Sound familiar? It should. It’s the public sector equivalent of “eliminating non-value-adding activities,” a sham exercise American business executives buy from expensive executive-suite consultants for similar reasons: They want it to be valid, because if it is they can increase profits without having to make difficult choices.

Are there wasteful government programs? I’m sure there are, although most of the examples I hear are either rounding-error-size activities, programs whose value or lack thereof depends on the political philosophy of the observer, or employment programs that simply recycle tax dollars into the economy where they turn back into tax dollars. I’m equally sure the real waste in government hides where nobody is looking for it: Not in the list of programs but in their execution.

If anyone really wanted to find government waste they’d be asking line employees, front-line supervisors and middle managers where they spend money and effort stupidly, and why. But doing that would require painstaking effort to assemble a detailed understanding of how things are put together. More, it would require a form of taking responsibility that’s become increasingly unpopular: Those making the rules would have to acknowledge that the rules they’ve established are often the problem.

The same is true in business. While many businesses indulge in pet programs that don’t contribute much to the bottom line, they’re hard to distinguish from pilot projects that could pay huge dividends in the future. So the search for non-value-adding activities usually yields just a single item: The very expensive search for non-value-adding activities. After all, very few employees, or managers, or executives go to work every day saying to themselves, “I think today I’ll find a new way to squander the corporate budget on pointless efforts that distract us from building great products and attracting and retaining customers.”

What does happen is that somewhere in the rules, regulations, policies and procedures — often those created to prevent mistakes — lie opportunities to work more efficiently. As in government it’s the line employees, front-line supervisors and middle managers who know where to find them. The problem is also the same as in government: They have no place to take a good idea, nor does anyone actively seek the good ideas they have.

Here’s an example every manager in the federal government knows, but which hasn’t been fixed despite 25 years of tax reductions: Use-it-or-lose-it budgeting. Intended to reduce costs, it has the exact opposite effect. It requires every manager in government to engage in a year-end spending spree, not because they’re irresponsible but because, just like their private sector counterparts, they need to make sure they have enough funds in next year’s budget to get the job done.

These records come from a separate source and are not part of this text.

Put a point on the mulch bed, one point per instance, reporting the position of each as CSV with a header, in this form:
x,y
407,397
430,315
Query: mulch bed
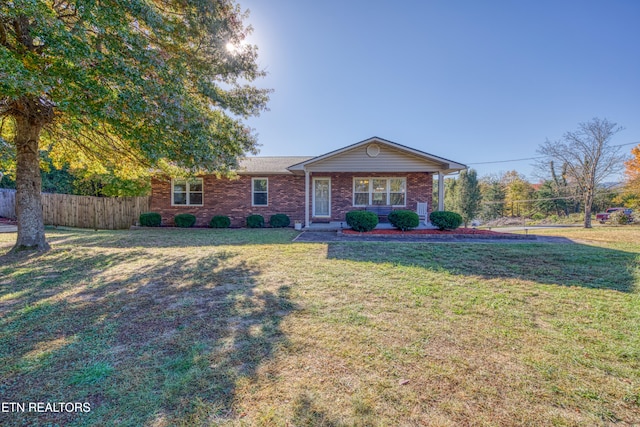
x,y
457,233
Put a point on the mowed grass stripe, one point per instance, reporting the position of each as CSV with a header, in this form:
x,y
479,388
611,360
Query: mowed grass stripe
x,y
244,327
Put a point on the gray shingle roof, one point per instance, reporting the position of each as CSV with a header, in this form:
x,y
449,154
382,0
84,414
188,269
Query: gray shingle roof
x,y
269,165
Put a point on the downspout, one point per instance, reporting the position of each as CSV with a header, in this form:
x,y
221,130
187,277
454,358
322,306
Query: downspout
x,y
307,222
440,191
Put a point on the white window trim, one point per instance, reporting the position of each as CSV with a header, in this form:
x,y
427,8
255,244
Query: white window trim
x,y
187,192
253,180
314,197
371,178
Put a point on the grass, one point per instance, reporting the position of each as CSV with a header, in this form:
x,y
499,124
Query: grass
x,y
243,328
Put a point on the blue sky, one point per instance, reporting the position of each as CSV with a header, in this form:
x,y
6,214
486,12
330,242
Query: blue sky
x,y
471,81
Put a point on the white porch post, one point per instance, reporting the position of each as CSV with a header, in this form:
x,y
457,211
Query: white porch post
x,y
440,191
307,222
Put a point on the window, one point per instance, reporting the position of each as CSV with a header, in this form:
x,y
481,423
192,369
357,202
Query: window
x,y
259,192
187,192
379,191
360,192
397,190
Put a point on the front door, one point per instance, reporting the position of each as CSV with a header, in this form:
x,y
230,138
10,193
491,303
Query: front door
x,y
322,197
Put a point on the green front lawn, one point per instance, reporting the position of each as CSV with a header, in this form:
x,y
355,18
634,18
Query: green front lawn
x,y
244,327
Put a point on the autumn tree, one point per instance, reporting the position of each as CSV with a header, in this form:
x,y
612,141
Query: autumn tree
x,y
468,196
122,87
632,174
589,157
493,195
518,194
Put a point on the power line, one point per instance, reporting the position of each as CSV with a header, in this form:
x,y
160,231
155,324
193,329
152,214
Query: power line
x,y
538,157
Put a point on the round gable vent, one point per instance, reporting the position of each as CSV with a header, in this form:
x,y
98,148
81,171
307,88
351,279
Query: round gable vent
x,y
373,150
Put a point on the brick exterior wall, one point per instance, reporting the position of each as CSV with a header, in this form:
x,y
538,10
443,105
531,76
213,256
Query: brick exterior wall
x,y
232,197
286,195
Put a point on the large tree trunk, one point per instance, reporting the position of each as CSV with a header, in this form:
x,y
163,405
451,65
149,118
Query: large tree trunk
x,y
29,186
588,202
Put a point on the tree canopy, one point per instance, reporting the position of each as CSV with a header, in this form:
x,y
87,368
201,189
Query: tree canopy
x,y
124,87
588,156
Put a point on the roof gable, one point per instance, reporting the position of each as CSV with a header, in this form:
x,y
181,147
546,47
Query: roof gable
x,y
377,155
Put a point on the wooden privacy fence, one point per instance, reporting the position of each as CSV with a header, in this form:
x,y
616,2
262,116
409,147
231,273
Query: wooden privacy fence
x,y
108,213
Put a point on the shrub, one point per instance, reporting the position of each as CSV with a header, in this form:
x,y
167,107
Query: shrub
x,y
184,220
620,218
255,221
150,219
404,220
220,221
362,220
279,221
445,220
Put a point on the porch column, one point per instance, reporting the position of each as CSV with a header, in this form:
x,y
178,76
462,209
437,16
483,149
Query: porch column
x,y
440,191
307,222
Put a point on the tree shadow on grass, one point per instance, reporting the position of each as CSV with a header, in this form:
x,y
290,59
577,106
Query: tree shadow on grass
x,y
558,264
166,340
169,237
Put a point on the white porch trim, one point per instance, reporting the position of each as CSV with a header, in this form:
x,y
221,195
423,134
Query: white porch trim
x,y
440,191
307,219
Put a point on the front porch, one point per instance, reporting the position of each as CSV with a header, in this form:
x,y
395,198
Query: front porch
x,y
340,225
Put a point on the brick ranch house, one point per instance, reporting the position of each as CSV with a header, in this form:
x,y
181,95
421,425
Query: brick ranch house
x,y
369,174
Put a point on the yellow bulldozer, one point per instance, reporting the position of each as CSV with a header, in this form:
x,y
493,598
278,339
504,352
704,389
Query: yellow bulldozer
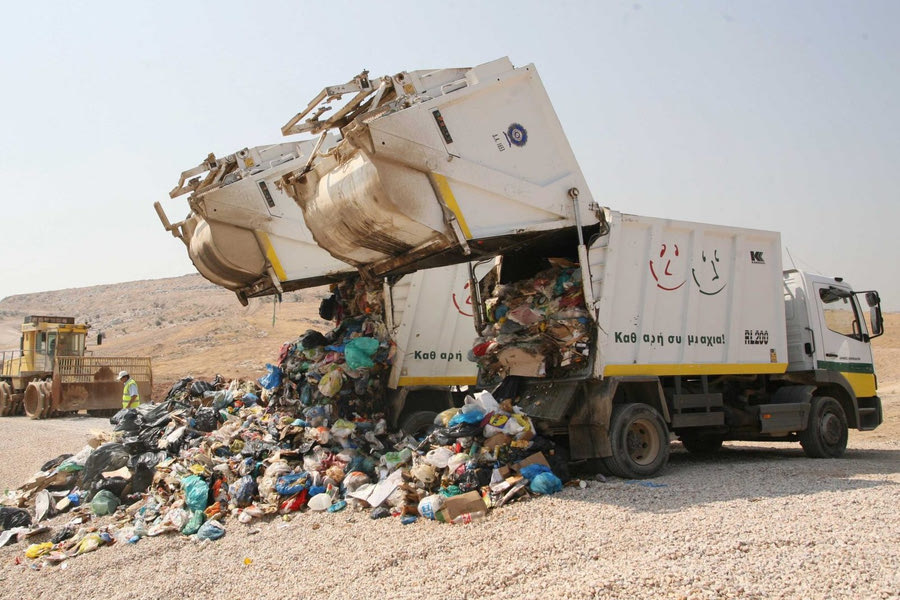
x,y
51,373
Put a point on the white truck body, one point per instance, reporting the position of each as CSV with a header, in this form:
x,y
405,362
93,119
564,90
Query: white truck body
x,y
244,232
437,166
430,316
677,298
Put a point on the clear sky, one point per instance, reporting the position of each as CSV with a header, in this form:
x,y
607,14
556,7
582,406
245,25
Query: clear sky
x,y
764,114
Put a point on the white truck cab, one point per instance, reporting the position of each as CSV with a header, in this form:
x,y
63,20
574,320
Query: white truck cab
x,y
829,333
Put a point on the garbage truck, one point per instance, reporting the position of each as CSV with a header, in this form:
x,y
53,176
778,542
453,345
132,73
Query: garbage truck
x,y
664,327
52,373
687,329
244,233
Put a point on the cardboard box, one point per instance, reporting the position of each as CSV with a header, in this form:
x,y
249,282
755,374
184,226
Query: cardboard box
x,y
519,362
454,506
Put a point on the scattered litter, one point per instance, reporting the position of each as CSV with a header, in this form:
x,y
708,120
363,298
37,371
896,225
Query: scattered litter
x,y
650,484
311,435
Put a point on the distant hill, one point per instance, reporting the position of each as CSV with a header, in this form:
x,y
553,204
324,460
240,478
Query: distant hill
x,y
187,325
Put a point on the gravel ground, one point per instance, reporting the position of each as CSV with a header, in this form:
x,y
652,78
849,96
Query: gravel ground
x,y
754,521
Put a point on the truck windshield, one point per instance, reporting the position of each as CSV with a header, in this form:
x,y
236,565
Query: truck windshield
x,y
842,314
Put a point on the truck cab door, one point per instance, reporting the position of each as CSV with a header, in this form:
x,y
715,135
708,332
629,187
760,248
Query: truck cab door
x,y
845,338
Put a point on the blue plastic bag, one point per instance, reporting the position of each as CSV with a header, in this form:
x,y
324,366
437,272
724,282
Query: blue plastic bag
x,y
196,492
545,483
290,484
272,379
471,417
211,530
243,490
359,352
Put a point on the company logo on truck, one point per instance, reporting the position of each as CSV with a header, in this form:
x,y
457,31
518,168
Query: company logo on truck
x,y
515,135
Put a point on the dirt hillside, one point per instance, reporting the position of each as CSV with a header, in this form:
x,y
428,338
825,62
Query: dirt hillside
x,y
189,326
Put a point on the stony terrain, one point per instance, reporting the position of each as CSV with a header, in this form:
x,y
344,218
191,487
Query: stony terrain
x,y
754,521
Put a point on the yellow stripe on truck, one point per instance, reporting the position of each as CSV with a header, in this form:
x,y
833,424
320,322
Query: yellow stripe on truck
x,y
270,254
863,384
448,381
694,369
450,200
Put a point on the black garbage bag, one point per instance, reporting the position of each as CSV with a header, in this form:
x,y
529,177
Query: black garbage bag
x,y
198,388
53,463
150,437
115,485
135,445
143,469
257,449
313,339
13,517
206,419
114,420
180,386
107,457
129,421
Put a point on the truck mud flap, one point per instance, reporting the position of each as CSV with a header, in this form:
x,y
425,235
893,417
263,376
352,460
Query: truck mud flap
x,y
783,418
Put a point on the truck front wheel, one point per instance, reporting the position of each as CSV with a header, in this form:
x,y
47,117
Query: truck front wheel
x,y
826,434
639,440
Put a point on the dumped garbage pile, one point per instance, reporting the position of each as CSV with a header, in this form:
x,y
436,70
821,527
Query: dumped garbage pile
x,y
310,435
341,374
536,327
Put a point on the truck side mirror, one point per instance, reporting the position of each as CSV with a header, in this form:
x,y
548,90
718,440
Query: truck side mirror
x,y
877,321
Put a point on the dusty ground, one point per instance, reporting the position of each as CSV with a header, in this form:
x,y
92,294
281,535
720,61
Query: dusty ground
x,y
754,521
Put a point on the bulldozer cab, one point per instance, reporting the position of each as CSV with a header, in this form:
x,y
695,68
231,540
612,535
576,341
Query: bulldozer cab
x,y
44,338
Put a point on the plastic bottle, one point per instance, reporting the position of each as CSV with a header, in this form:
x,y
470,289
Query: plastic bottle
x,y
469,517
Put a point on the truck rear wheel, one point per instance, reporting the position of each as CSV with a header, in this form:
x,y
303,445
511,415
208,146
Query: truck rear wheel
x,y
640,441
826,434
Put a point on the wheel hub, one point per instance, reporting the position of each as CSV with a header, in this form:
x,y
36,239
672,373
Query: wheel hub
x,y
641,442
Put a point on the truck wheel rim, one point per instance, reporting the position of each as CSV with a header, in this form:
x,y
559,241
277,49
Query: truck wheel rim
x,y
642,442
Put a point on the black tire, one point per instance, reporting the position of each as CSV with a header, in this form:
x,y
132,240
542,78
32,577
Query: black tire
x,y
826,434
701,444
640,441
418,423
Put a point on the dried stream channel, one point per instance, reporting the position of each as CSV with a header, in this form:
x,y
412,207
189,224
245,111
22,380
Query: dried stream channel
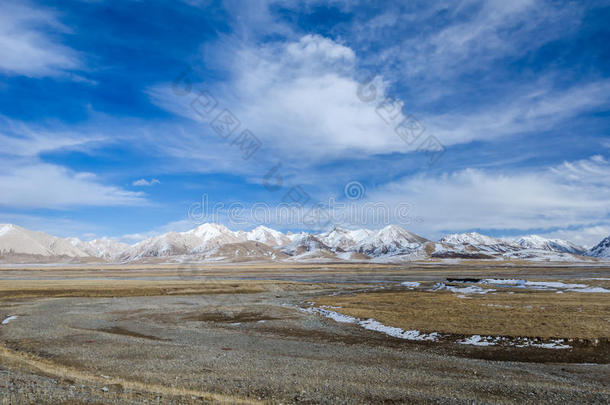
x,y
236,335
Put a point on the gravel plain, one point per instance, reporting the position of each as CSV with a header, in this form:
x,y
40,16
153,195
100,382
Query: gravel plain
x,y
255,346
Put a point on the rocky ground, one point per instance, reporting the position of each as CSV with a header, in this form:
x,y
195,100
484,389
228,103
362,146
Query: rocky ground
x,y
254,345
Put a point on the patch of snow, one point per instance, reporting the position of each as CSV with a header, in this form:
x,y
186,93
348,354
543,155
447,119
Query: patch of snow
x,y
410,284
545,285
475,340
372,324
471,289
10,318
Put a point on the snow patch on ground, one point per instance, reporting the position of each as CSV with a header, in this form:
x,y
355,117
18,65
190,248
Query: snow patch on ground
x,y
471,289
10,318
410,284
544,285
478,340
371,324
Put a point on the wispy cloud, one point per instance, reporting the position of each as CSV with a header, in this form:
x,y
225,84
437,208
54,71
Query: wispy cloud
x,y
145,183
29,44
28,182
557,197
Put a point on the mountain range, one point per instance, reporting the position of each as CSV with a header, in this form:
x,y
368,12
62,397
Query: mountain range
x,y
215,242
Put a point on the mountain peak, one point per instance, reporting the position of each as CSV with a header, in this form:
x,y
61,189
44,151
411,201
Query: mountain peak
x,y
602,249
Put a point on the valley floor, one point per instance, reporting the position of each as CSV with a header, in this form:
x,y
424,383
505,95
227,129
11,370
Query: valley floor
x,y
276,334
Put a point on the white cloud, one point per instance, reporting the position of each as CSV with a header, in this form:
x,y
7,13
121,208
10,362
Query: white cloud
x,y
303,90
564,196
40,185
27,182
26,48
587,236
145,183
532,111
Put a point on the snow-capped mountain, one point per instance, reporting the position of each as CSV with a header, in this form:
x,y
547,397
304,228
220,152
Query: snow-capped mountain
x,y
217,242
391,240
602,249
552,245
196,241
264,235
480,242
303,244
344,239
20,241
104,248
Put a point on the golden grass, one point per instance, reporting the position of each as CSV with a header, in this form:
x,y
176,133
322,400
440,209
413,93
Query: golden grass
x,y
523,313
127,288
26,360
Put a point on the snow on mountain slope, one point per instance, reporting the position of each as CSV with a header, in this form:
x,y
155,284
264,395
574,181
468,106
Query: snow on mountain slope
x,y
602,249
17,240
552,245
480,242
391,240
303,244
264,235
246,251
104,248
200,240
345,239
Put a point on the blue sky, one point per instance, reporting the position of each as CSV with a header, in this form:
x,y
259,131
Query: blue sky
x,y
108,114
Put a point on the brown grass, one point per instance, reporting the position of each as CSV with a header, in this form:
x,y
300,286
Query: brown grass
x,y
45,366
125,288
523,313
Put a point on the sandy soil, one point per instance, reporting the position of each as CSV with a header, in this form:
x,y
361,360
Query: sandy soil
x,y
235,334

Imagine the impact of a change in the rules. Instead of cutting next year’s budget if this year’s numbers look good, the opposite happens. Managers, supervisors and staff share 20% of the savings; another 20% is carried over to the following year, and the remaining 60% goes to cutting the cost of government. Is there any doubt what would happen?

That’s just one example. (It’s a freebie. If your local government would like to engage the services of my consulting company, we’ll be happy to find others.) It illustrates an important point that applies to your business and IT organization just as much as it applies to government spending: If there’s waste to be found, finding it will require two changes in attitude.

The first is that the waste will be easy to find and eliminate. It won’t. It will lie in the details of day-to-day work. While some opportunities will be easy to spot, most will require significant digging. Eliminating the waste will always be hard, calling for intelligent organizational redesign, strong leadership, and political courage. The most difficult part of all will be finding the benefits in accounting reports, which rarely reveal the connection between cause and effect.

The second change will be an even harder one for many business executives to accept than the first. It’s that the fault, to paraphrase Cassius, lies not in their employees but in the unintended consequences of their own decisions.